It has been a busy week for DOE. Yesterday, January 11, 2017, Energy Secretary Ernest Moniz announced the release of DOE’s Scientific Integrity Policy and the corresponding implementation order. Stating that “[t]he cornerstone of the scientific integrity policy at DOE is that all scientists, engineers, or others supported by DOE are free and encouraged to share their scientific findings and views,” the policy address the discussion and dissemination of both scientific work and research, and personal opinions on scientific and technical related policies. The policy was developed in response to the President’s March 9, 2009, Memorandum for the Heads of Executive Departments and Agencies on Scientific Integrity. It updates and expands the 2012 Secretarial Policy Statement on Scientific Integrity issued by then-Secretary Chu to include under covered personnel, all “federal staff, including the heads of departmental elements and heads of field elements, scientists and engineers at DOE laboratories and field sites, other contractors who support the R&D mission, and financial assistance recipients.”
Yesterday Secretary Moniz also announced the release of the first Annual Report on the State of the DOE National Laboratories. The report—which is organized into six themes: Recognizing Value, Rebuilding Trust, Maintaining Alignment and Quality, Maximizing Impact, Managing Effectiveness and Efficiency, and Ensuring Lasting Change—provides a history of the 17 National Labs and summarizes key activities and accomplishments of each lab.

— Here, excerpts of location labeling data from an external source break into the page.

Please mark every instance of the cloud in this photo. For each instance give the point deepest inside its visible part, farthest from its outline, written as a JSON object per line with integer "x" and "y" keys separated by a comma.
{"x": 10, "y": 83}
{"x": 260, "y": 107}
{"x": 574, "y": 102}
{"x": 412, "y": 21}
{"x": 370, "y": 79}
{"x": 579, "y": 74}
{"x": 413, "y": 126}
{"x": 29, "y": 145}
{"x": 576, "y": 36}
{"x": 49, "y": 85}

On Monday, January 9, 2017, Petra Nova, a 240 MW post-combustion carbon capture facility in Fort Bend County, Texas, became the first electric power related CCS plant to begin commercial operations in the United States. A joint project of NRG Energy, Inc. and JX Nippon Oil & Gas Exploration Corp., Petra Nova is located on the site of WA Parish, an existing coal-fired power plant. According to NRG’s news release, the plant is the world’s largest post-combustion carbon capture system and is designed to capture more than 90% of the carbon dioxide (CO2) from a 240 MW slipstream of flue gas, equivalent to more than 5,000 tons of CO2 per day. The captured CO2 will be used to enhance oil production at an oilfield jointly owned by NRG, JX Nippon, and Hilcorp Energy Company. The Petra Nova project received project management support from DOE’s National Energy Technology Laboratory (NETL), and $190 million in cost-sharing grants as part of DOE’s Clean Coal Power Initiative Program (CCPI).
And last Saturday, January 7, 2017, Secretary Moniz, FERC Chairman Norman Bay, Mexico’s Secretary of Energy Pedro Joaquin Coldwell, Energy Regulatory Commission (CRE) Chairman Guillermo Ignacio García Alcocer, and National Center for Energy Control (CENACE) Director Eduardo Meraz Ateca collectively signed “Principles to Promote the Reliability and Security of the Interconnected Power Systems of the United States of America and the United Mexican States,” a set of 11 non-binding bilateral principles to promote electric reliability of interconnected American and Mexican electricity grids (the Spanish version is available here). The principles relate to the objectives and challenges for North American energy integration which are described in the second installment of DOE’s Quadrennial Energy Review (QER 1.2).